On the first day of 2016, the trio of the Netherlands, the Slovak Republic and Malta took over control of the preparation of European politics. Javorčík praised the fact that by the end of December, the programme of three countries had been approved in Brussels, which defines for 18 months the tasks that must be solved from the point of view of the EU and discussed with other EU institutions before finalising them or fine-tuning certain policies.
The “half-presidency” means, according to Javorčík, a bigger workload for employees of the permanent representation, and a higher frequency of meetings, when e.g. Slovaks will be observers at Netherlands’ negotiations with the European Parliament concerning some legislative proposals. This is important, as part of the unfinished Dutch agenda will most likely be left for Slovakia to deal with.
“We can estimate some things already now,” Javorčík explained. “At the December EU summit, it was agreed that the European Border and Coast Guard will be created, and during the Dutch presidency, member states should agree on how it will look. Also the Slovak presidency will then have the task to finalise this concept and conclude an agreement with the European Parliament. Thus, the European guard will become reality,” he concluded.
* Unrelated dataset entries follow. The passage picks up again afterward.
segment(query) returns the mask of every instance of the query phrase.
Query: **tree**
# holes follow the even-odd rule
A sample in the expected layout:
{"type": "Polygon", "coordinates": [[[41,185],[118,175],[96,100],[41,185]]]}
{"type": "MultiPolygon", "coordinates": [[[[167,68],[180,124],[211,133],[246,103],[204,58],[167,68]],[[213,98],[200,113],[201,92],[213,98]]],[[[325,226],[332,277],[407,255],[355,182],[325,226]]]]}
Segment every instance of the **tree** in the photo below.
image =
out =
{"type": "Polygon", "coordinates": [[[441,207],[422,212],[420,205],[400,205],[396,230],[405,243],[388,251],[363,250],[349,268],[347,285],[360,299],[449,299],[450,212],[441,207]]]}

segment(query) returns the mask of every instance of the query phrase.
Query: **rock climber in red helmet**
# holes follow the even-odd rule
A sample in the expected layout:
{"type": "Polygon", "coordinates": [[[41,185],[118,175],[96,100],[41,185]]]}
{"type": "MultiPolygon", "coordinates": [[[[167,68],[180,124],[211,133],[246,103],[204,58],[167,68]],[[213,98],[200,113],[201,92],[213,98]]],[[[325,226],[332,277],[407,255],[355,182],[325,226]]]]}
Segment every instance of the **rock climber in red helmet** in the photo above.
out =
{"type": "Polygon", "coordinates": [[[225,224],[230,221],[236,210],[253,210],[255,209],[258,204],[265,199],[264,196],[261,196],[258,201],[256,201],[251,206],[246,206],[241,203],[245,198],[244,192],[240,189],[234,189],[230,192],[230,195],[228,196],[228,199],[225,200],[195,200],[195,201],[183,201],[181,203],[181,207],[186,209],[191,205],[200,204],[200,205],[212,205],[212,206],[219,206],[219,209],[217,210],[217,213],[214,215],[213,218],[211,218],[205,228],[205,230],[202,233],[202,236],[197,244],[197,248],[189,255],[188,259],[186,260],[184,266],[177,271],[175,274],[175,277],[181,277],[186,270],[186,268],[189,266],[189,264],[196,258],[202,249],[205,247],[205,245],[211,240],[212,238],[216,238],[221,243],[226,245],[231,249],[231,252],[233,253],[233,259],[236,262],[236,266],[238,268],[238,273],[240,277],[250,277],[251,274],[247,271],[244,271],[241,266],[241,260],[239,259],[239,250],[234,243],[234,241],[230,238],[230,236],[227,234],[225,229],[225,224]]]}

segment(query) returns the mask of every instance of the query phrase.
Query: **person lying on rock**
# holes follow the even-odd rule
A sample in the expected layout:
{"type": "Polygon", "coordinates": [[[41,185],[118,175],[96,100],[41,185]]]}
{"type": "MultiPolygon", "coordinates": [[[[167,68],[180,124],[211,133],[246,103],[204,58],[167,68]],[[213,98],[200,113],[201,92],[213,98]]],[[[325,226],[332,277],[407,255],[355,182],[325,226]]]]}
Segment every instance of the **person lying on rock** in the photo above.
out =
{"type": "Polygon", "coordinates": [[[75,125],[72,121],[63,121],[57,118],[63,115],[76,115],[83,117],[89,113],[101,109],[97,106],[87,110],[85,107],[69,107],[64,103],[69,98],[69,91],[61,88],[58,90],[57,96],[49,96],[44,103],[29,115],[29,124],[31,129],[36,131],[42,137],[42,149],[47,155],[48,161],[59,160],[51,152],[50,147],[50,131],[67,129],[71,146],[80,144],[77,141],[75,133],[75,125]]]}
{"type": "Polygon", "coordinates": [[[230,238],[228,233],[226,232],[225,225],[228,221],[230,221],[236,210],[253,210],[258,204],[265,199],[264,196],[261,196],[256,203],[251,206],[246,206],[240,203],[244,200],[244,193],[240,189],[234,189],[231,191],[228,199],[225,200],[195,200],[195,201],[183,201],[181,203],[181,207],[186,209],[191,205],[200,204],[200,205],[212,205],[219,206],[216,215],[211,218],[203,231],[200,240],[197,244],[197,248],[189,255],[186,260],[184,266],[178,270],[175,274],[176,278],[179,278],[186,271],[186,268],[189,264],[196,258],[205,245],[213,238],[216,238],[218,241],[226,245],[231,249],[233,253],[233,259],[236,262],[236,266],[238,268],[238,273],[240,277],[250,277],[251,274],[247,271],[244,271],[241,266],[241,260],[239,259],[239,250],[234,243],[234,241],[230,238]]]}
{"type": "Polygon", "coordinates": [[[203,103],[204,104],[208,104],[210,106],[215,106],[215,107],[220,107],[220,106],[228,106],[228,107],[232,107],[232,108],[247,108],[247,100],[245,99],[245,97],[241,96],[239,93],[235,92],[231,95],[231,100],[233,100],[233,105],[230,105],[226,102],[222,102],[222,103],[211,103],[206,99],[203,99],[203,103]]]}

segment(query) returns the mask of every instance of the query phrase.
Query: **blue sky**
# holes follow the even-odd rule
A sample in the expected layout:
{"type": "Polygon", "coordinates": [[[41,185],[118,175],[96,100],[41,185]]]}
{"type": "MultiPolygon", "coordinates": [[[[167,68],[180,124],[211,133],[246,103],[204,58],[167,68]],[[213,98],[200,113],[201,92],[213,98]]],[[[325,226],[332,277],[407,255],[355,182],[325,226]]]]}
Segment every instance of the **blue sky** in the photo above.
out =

A whole team has already been completed to ensure effective execution of the Slovak EU presidency: there are about 170 people in Brussels (compared to just over 80 as usual), while the permanent representation plans to employ about 30 more young interns based on tenders already organised in Slovakia, while additionally some Slovak citizens already working for EU institutions will render support as well.
Apart from the customarily wide agenda, the Slovak presidency will have as its priorities the Energy Union and also progress in the digital agenda, Javorčík said, stressing that within the Energy Union, Slovakia would like to achieve an agreement on the proposal concerning safety of gas supplies which is crucial for both Slovakia and the entire EU.
Regarding the digital agenda, the effort focuses on e-commerce, electronic trading to eliminate barriers in this field among member states and to simplify the purchasing of goods and services online from other countries.
A novelty is the task of the EC to file by the end of 2016 a medium-term evaluation of the seven-year financial framework of the European Union. “This is a bit of a question mark for us,” Javorčík conceded. “We do not know yet what our role in this will be.” He opined that this will depend on when the EU executives will want the due proposal: if by mid-2016, then Slovakia will have to deal with it; but when the proposal comes due only by the end of 2016, Slovakia will start the process, but Malta will complete it.
There is no unbiased, objective criterion to evaluate EU presidencies; it is important to finish agreements and compromises among EU member states in the current agenda, as well as for the presiding country to be able to react promptly to unpredictable events and to solve emergency situations, Javorčík said.